What a Developer Can Do to Get the Whole Team Involved with Data

Soo Min Jeong
Analytics Vidhya
Published in
6 min readMar 10, 2020

--

Teaching SQL and Setting up Zeppelin

Just like any other startup does, my team had to make tens of decisions every day. Quite often they were as trivial as where a button should go, sometimes as enormous as setting up a yearly KPI. When the talks get lukewarm, we could feel that we need a convincing argument based on numbers.

The hidden gems of insights

I collected and analyzed the data for decision-making since I was the only backend developer on the team. While I was sharing a statistical report every week, I witnessed how operators and UI designers had accurate predictions on the result without even looking at it. That led me to believe that those close to the end-users have better instincts on the user data. The following is how I took the belief into implementation for the last couple of months.

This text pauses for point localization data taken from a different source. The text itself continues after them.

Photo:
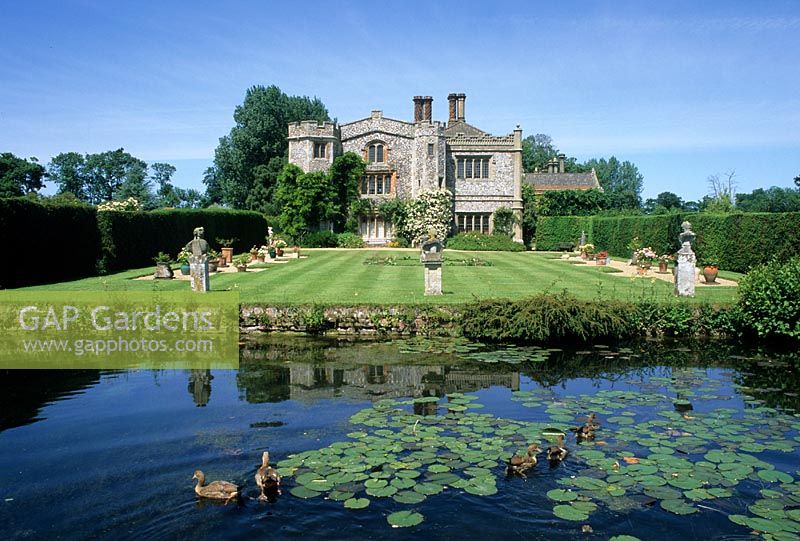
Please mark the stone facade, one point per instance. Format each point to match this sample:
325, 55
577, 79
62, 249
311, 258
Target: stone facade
483, 171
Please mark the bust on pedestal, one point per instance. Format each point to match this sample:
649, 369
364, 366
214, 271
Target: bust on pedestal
198, 261
431, 258
685, 271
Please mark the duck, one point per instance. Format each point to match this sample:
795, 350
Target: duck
586, 431
267, 477
215, 490
557, 453
518, 465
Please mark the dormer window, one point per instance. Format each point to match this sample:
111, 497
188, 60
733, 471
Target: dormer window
376, 153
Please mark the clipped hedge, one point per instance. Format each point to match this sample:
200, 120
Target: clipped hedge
551, 231
738, 242
479, 241
46, 242
131, 239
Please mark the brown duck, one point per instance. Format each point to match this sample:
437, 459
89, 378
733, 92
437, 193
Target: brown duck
518, 465
557, 453
267, 477
215, 490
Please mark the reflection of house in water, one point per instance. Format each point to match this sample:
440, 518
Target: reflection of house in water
200, 386
373, 382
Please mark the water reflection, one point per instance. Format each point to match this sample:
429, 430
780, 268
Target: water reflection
200, 386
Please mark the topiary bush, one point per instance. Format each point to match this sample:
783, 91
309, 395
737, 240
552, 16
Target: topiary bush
349, 240
769, 299
319, 239
479, 241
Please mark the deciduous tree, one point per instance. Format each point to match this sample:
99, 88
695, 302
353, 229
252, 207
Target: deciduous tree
19, 176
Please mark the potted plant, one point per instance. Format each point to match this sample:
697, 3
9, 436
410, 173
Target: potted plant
163, 269
663, 262
241, 262
634, 246
645, 257
213, 260
183, 259
279, 244
710, 264
226, 245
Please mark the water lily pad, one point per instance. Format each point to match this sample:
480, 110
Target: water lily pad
404, 519
561, 495
356, 503
303, 492
678, 506
568, 512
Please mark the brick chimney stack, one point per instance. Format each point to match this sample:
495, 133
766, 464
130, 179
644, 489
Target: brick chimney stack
418, 106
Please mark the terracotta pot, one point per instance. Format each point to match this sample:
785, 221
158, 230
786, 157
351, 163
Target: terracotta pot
710, 273
227, 254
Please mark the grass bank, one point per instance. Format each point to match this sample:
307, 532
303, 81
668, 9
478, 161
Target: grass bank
341, 277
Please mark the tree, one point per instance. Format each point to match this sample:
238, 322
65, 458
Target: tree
722, 192
259, 135
663, 203
265, 178
773, 199
345, 173
109, 171
19, 176
213, 195
621, 181
306, 200
68, 170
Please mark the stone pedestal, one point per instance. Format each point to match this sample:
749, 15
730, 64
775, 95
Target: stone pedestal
433, 277
198, 270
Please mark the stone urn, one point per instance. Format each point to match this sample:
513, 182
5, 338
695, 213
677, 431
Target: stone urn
163, 271
710, 273
227, 254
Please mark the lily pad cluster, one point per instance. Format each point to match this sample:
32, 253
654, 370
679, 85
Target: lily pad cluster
651, 452
407, 458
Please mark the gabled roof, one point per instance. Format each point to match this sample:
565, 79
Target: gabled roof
456, 127
543, 182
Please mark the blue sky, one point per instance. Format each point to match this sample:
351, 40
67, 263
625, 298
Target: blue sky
682, 89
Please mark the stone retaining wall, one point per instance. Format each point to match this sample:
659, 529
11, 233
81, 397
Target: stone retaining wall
351, 320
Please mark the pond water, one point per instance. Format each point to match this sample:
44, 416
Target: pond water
696, 443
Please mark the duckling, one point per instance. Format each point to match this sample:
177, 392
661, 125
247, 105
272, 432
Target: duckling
586, 431
216, 490
267, 477
557, 453
518, 465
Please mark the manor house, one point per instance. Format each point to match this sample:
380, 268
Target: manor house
483, 171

What to overcome to share the access to the database

I had to get over three obstacles; to teach non-developers the SQL syntax, to set up a data analytics tool for them, and to find a safe way to open the database not affecting our service.

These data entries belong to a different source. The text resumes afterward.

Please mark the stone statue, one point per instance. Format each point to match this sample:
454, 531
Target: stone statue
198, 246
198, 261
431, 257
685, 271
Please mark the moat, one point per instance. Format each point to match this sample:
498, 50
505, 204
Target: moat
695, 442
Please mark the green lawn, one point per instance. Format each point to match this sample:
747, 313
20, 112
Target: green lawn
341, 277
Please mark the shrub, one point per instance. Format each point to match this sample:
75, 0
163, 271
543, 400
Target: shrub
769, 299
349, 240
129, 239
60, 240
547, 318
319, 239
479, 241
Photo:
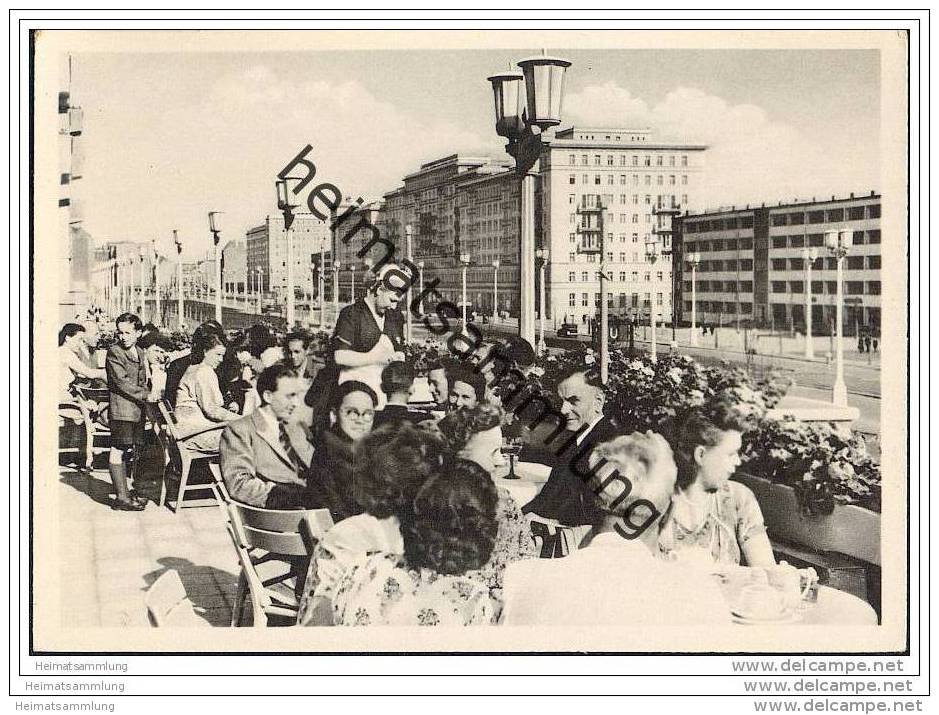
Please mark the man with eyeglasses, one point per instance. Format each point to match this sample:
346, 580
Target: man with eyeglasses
369, 334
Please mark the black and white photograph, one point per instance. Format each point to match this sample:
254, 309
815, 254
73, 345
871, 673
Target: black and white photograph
412, 341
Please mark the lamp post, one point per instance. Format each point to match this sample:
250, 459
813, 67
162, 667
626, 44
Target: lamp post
143, 285
215, 227
336, 266
809, 255
287, 202
543, 255
693, 260
652, 255
464, 261
495, 291
407, 311
156, 283
541, 101
838, 243
420, 273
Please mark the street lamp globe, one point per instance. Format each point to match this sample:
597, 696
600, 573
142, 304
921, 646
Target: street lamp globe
544, 89
507, 91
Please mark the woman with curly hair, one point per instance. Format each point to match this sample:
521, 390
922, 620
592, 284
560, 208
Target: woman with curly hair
448, 534
475, 435
391, 464
713, 521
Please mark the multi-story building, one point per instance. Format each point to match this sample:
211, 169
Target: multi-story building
752, 269
234, 267
641, 184
76, 253
266, 249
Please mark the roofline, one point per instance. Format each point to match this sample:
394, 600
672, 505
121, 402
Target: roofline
780, 206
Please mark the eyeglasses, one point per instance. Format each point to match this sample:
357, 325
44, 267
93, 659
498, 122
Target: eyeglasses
357, 414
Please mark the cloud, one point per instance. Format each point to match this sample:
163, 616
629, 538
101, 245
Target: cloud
752, 157
156, 170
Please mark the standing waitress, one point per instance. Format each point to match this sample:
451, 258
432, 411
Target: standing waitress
369, 334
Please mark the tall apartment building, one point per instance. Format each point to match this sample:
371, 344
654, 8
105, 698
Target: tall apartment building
235, 266
266, 249
752, 270
642, 184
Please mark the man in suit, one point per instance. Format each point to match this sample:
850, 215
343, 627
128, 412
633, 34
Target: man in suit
615, 579
566, 497
299, 358
128, 384
265, 455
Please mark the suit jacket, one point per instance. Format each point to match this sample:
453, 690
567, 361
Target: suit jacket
255, 467
566, 496
127, 382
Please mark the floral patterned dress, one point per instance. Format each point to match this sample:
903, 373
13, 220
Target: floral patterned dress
513, 543
382, 590
733, 518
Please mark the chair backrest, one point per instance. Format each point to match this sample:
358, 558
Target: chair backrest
168, 605
287, 532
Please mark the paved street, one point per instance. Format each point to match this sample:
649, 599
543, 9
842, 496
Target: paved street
111, 557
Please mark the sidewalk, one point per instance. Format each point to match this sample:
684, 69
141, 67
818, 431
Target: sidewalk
110, 557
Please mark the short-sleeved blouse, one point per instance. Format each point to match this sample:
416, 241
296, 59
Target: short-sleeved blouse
382, 590
734, 517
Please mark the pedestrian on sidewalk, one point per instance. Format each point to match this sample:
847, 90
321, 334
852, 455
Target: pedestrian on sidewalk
128, 378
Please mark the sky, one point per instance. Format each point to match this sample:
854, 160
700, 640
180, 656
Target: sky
169, 137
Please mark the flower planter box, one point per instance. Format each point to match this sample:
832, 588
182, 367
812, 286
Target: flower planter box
849, 530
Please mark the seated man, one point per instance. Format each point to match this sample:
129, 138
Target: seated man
615, 578
565, 497
265, 455
396, 381
297, 348
467, 389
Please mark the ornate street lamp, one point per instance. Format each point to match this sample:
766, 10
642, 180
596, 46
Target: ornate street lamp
215, 226
652, 255
287, 201
522, 115
464, 261
809, 256
543, 255
420, 273
838, 244
694, 259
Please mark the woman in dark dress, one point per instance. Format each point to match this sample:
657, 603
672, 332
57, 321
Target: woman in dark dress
329, 484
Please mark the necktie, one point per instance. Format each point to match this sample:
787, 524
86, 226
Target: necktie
288, 447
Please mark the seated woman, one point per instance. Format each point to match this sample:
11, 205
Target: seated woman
71, 366
200, 411
330, 481
475, 434
392, 463
448, 534
713, 521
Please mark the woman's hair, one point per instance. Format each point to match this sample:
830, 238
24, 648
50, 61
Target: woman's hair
259, 340
701, 426
460, 425
397, 377
391, 465
452, 526
203, 345
340, 391
69, 330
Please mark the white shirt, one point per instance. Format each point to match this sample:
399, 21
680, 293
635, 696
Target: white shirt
613, 581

1) SQL seminar for non-developers

I taught SQL to the Operations team and UI Development team for two hours a week. It took me 2 sessions to cover the basic SQL syntax focusing on SELECT queries and another 3 sessions to practice with real data.

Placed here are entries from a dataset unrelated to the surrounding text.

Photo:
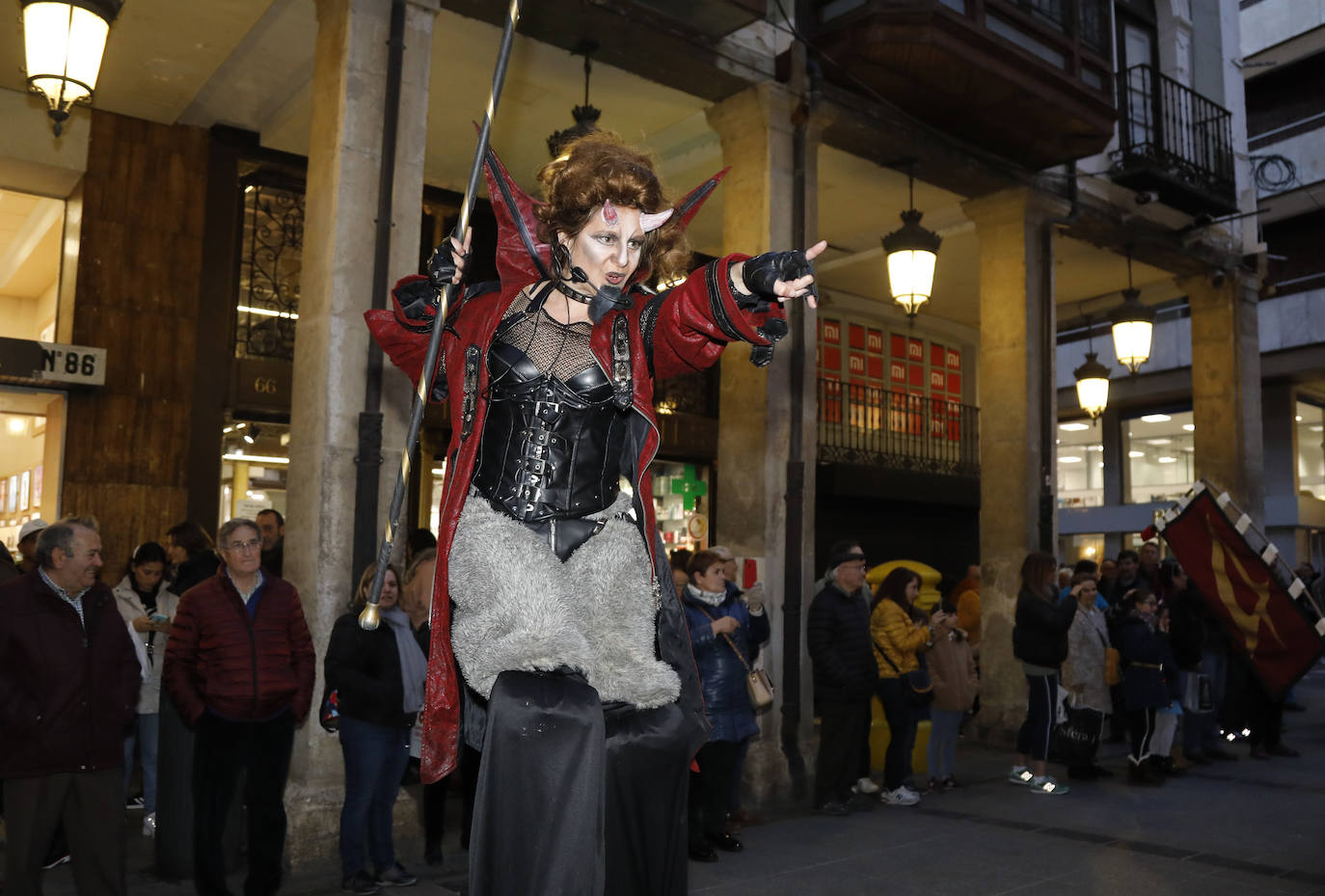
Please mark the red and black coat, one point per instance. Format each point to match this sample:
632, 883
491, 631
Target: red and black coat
244, 669
681, 330
68, 688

I restored the snapshot of the master database, and we accessed the data with Sequel Pro. I provided with some assignments to solve the problems about the product (i.e. the number of those who joined the app last week, the number of images uploaded by the new users), and solved them all together in the next session.

Sequel Pro offers simple UI and easy installation

1W: the basic SQL syntax I (select, from, where, limit, order by, and, or, not)

2W: the basic SQL syntax II (join, group by, having, count, sum)

3W: the understanding of the database schema

  • I explained where the data sets are located, especially the ones which the Operations team might be interested in.

4W: the understanding of the statistics with SQL

  • I shared the raw queries to yield weekly reports so that they could practice interpreting what they mean.

5W: proving hypotheses

  • I asked for some hypotheses the participants would like to prove with the data from the database. One was curious about the economic impact of being featured on our main page. It turned out to be more than 17 times of revenue in comparison with control groups.

2) Get the most out of teamwork with Apache Zeppelin

Nope not this one
Yup this one with two E’s

We enjoyed the interactive data analytics with Apache Zeppelin. Here are why I chose it over anything else:

  1. DRY with queries

Some of the main indexes (i.e. newly-joined social action, revenue, etc) are processed under the same query but only with a different date. I eliminated the redundant work by placing the variables on the top so that the teammates could easily adjust them.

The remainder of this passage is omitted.